We'll take our last question from Bill Man with Clear Street.

William Maughan

Analysts
#81

So my question is on your upcoming meetings with the FDA before submission. What key points do you still need to gain alignment on or confirmation of? And what is your regulatory strategy in Europe?

Pravin Dugel

Executives
#82

Yes. So I can dive into that first. And if Jeff wants to comment afterwards, certainly going back to the New England Journal article, et cetera, please feel free to go ahead afterwards, Jeff. The first one, as far as the FDA is concerned, Bill, what we've said very clearly is that the process has already begun. Look, we said this way back in December. We did a lot of work during our quiet time, and it clearly has come full circle with that New England Journal of Medicine article. And Jeff has very nicely outlined how we fit really all the requirements that the FDA had. Now we typically don't discuss the details of our conversation. So that's not something that I'm prepared to do. But when appropriate, we certainly will guide you and update you. As far as OUS is concerned, look, one of the things in OUS is not just the drug and the trial design, et cetera. It's also the impact that the drug may have on society. That's actually looked at quite carefully. Peter previously already alluded to that saying that the impact that this drug is going to potentially have on society there in terms of patient care is enormous, not just there, but also here. There with the EMA, et cetera, that is considered even more than in the U.S. FDA. So we're in very good stead with them. Our discussions continue with them, and we're very confident that this drug will be approved on a global basis.
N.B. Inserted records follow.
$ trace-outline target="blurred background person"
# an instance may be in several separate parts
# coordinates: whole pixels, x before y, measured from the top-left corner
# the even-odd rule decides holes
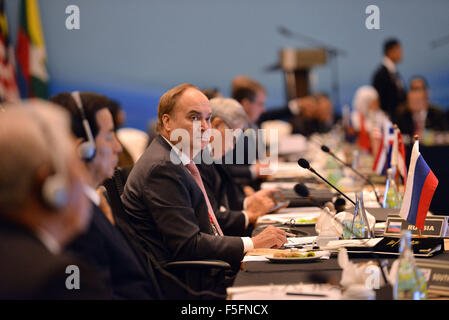
[[[126,112],[118,101],[110,100],[109,111],[114,121],[117,139],[122,146],[122,151],[118,155],[118,166],[132,168],[148,145],[148,134],[136,128],[124,127]]]
[[[221,98],[223,95],[221,94],[218,88],[205,88],[201,89],[201,92],[210,100],[213,98]]]
[[[266,96],[267,91],[263,85],[248,76],[240,75],[232,80],[232,98],[239,102],[245,110],[248,117],[247,128],[253,129],[253,131],[247,131],[245,135],[241,136],[241,139],[244,139],[243,163],[237,163],[237,159],[241,159],[242,155],[237,155],[240,150],[236,148],[234,163],[226,164],[226,166],[238,183],[255,189],[259,188],[260,179],[265,178],[261,169],[268,167],[268,164],[259,162],[261,160],[258,157],[259,150],[264,150],[266,146],[257,138],[259,129],[257,122],[265,111]],[[255,152],[250,154],[249,151]],[[252,192],[251,189],[249,190],[248,192]]]
[[[126,112],[116,100],[111,100],[111,103],[109,104],[109,111],[111,112],[112,120],[114,121],[114,130],[116,131],[117,138],[122,146],[122,151],[118,155],[118,166],[120,168],[132,168],[135,163],[133,156],[128,151],[128,148],[123,145],[117,133],[117,131],[125,125]],[[124,140],[126,141],[126,137]],[[128,145],[132,146],[133,144],[131,143]]]
[[[375,71],[372,85],[380,98],[381,109],[393,118],[397,108],[405,101],[405,89],[397,64],[402,61],[402,46],[397,39],[387,39],[383,48],[382,64]]]
[[[334,114],[334,105],[325,93],[315,94],[317,100],[317,107],[315,112],[315,119],[317,120],[317,133],[329,132],[337,120]]]
[[[95,271],[64,252],[91,219],[68,115],[37,100],[5,109],[0,150],[0,299],[110,298]],[[66,286],[68,266],[79,289]]]
[[[219,136],[214,135],[214,142],[206,148],[204,153],[211,154],[213,162],[203,161],[198,165],[204,186],[209,195],[212,208],[217,212],[217,217],[227,214],[228,211],[241,211],[244,215],[244,230],[238,230],[236,235],[251,235],[253,226],[257,219],[267,214],[275,205],[271,195],[275,190],[261,190],[249,197],[245,194],[228,172],[225,162],[225,155],[235,147],[234,139],[227,139],[226,135],[242,130],[247,121],[247,116],[242,106],[231,98],[214,98],[210,100],[212,118],[211,128],[215,129]],[[232,131],[231,131],[232,130]],[[215,138],[219,141],[215,141]],[[215,144],[218,142],[217,144]],[[215,149],[220,148],[219,150]],[[204,156],[207,156],[203,153]],[[208,164],[211,163],[211,164]],[[242,217],[243,218],[243,217]],[[220,221],[221,222],[221,221]]]
[[[380,128],[385,119],[388,119],[388,116],[380,108],[377,90],[367,85],[358,88],[354,94],[352,107],[351,120],[354,130],[359,136],[359,145],[368,152],[376,152],[381,138]],[[365,138],[368,141],[361,141]]]
[[[405,105],[401,106],[396,123],[403,134],[423,137],[426,130],[448,129],[443,111],[429,101],[429,88],[425,78],[413,77]]]
[[[289,119],[293,128],[292,133],[308,137],[317,130],[318,101],[315,96],[306,96],[298,99],[298,105],[299,113]]]
[[[69,112],[72,132],[91,178],[85,192],[94,208],[92,222],[89,229],[70,244],[69,251],[101,270],[102,280],[114,298],[153,298],[154,279],[114,226],[109,204],[96,191],[114,174],[118,154],[122,151],[109,111],[110,99],[91,92],[64,92],[53,96],[51,101]]]

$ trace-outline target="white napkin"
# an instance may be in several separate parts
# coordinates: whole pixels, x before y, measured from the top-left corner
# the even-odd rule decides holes
[[[341,248],[338,253],[338,264],[343,269],[340,285],[348,290],[353,298],[371,297],[373,289],[384,285],[382,273],[373,262],[354,264],[349,260],[348,252]],[[348,297],[350,298],[350,297]]]

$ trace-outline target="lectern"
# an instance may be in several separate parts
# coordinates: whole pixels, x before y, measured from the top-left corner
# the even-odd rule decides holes
[[[279,66],[285,73],[288,100],[310,94],[309,73],[312,67],[327,62],[326,49],[282,49]]]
Jeff, any comments that you want to add in terms of the regulatory pathway, particularly in the U.S. FDA with a single trial?

Jeffrey Heier,

Executives
#83

Yes. So I think that's an excellent question. And we were already looking carefully and planning on submitting under the 505(b)(2) pathway, which, as you know, allows reliance on established safety and efficacy from already approved drugs. And axitinib was approved in 2012 for renal cell carcinoma. Couple that with the recent New England Journal of Medicine article, which talks about the new default being a single study and list certain factors that are important for the strength of that submission, the statistical significance, the science, blinding, alignment with the FDA, supporting secondary data. So all of that really puts us in a remarkably unique situation where we have multiple alignments here, not just with the FDA and these factors, but also the 505(b)(2) pathway that puts us in a very unique position for this submission.

Operator

Operator
#84

This concludes our question-and-answer session. I will now turn the call back to Dr. Pravin Dugel for closing remarks.

Pravin Dugel

Executives
#85

Thank you. Once again, on behalf of Ocular Therapeutix team, I'd like to express our deepest gratitude to the investigators, to study coordinators and the clinical teams whose commitment made SOL-1 possible. Most importantly, I would like to thank the patients and their families who chose to participate in this trial. Your trust, your courage and dedication are what allow innovation to move forward and make advances like this possible. We are incredibly proud of what this team has accomplished, and we remain focused on bringing AXPAXLI to patients as quickly and as responsibly as possible. Thank you all for all your continued support. Thank you all for being here today, and have a great day, everybody.

Operator

Operator
#86

Thank you. This brings us to the end of today's meeting. We appreciate your time and participation. You may now disconnect.